HABARI.ID, KOTA – Rencana Tata Ruang Wlayah (RTRW) kota Gorontalo, mendapat apresiasi dan pujian dari Badan Pertanahan Nasional RI. Pasalnya, Perda tersebut dianggap telah mengakomodir kepentingan publik.

Pujian yang disampaikan Direktur Pembinaan Perencanaan Tata Ruang dan Pemanfaatan Ruang Daerah, Kementerian Agraria dan Tata Ruang, Badan Pertahanan Negara RI, Reny Windyawati itu, tak hanya menyangkut RTRW yang dinilai menyentuh kepentingan masyarakat, melainkan substansi materi tata ruang tersebut, benar-benar dikuasai oleh Wali Kota Gorontalo, Marten Taha.

“Saya sangat mengapresiasi penguasaan tata ruang oleh Wali Kota Gorontalo, dan ini sangat jarang ditemukan, ada Kepala Daerah yang memahami betul kondisi tata ruang daerahnya sendiri. Saya berani memberi jempol untuk beliau (Wali Kota Gorontalo, red),” ungkap Reny, usai presentasi Perda RTRW Kota Gorontalo yang disampaikan Wali Kota Gorontalo Marten Taha pada pertemuan Lintas Sektoral yang digelar di Jakarta, Selasa (23/04/2019).
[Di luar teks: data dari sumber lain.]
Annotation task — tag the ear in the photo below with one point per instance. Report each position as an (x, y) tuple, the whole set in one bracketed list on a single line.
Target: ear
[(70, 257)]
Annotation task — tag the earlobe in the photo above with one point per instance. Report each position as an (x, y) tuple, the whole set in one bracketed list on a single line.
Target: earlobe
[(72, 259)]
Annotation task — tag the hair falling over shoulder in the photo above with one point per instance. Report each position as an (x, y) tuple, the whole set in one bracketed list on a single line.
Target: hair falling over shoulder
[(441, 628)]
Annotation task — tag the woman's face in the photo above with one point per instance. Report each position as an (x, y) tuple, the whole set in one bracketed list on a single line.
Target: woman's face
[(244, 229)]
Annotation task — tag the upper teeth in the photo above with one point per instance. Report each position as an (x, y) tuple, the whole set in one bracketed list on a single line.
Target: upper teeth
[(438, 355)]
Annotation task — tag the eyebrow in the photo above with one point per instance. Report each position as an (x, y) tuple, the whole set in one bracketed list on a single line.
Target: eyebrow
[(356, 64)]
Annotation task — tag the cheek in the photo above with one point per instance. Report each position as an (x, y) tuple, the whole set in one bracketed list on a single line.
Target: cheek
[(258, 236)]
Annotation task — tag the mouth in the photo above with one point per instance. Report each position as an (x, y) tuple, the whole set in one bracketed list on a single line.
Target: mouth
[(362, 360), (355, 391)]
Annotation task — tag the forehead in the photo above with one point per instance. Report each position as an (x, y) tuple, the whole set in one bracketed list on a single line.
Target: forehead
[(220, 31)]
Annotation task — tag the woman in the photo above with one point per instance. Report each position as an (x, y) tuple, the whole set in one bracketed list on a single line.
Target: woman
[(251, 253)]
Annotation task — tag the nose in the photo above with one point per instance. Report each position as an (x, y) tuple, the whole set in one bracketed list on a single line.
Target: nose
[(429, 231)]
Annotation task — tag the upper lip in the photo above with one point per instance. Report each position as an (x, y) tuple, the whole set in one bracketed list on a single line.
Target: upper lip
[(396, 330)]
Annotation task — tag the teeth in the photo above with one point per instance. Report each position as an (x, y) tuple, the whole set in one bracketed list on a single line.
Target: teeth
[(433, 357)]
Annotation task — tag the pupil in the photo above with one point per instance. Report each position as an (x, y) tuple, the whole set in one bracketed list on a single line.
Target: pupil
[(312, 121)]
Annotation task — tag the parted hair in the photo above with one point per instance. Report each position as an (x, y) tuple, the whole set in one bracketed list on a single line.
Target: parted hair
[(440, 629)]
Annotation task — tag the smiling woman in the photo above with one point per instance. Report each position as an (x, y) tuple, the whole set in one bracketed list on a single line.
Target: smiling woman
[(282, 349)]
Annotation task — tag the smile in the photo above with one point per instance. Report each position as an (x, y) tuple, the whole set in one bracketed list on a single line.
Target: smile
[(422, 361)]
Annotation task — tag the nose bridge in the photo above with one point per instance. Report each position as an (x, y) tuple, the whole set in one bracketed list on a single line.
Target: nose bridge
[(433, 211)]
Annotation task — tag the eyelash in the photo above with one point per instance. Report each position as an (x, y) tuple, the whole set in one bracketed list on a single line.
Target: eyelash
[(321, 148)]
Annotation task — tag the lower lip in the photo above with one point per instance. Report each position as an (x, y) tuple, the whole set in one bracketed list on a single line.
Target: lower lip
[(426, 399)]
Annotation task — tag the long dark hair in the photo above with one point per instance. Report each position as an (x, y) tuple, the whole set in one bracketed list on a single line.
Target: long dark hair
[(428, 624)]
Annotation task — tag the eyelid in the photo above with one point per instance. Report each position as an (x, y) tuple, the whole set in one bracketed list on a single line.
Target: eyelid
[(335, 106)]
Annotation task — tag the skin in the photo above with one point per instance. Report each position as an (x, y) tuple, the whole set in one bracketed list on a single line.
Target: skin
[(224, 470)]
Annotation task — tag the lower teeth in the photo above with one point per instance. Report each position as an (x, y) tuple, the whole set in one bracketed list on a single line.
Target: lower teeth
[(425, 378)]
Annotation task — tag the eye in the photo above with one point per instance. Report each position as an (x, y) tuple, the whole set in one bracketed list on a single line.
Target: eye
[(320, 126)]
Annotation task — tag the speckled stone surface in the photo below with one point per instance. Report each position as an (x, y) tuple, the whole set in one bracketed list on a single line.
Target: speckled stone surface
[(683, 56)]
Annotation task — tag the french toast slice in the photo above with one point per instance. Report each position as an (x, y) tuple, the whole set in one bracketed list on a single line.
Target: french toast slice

Pada pertemuan itu, Reny juga menyampaikan pendapatnya tentang Rencana Tata Ruang Wilayah (RTRW) tahun 2019-2038. Menurut penilaiannya, Kota Gorontalo benar-benar bisa menghasilkan Peraturan Daerah yang dapat menyentuh kepentingan masyarakat dan pengusaha. Ia tetap mendorong Pemerintah Kota Gorontalo, dalam penyusunan revisi RTRW.

“Mempertahankan kondisi tata ruang daerah saat ini, memang tidak mudah. Tapi demi mencapai masa depan masyarakat dan daerah yang lebih baik, hal-hal tekni yang berkaitan dengan penataan ruang, diharapkan bisa ditindaklanjuti oleh Pemerintah Kota Gorontalo,” kata Reny.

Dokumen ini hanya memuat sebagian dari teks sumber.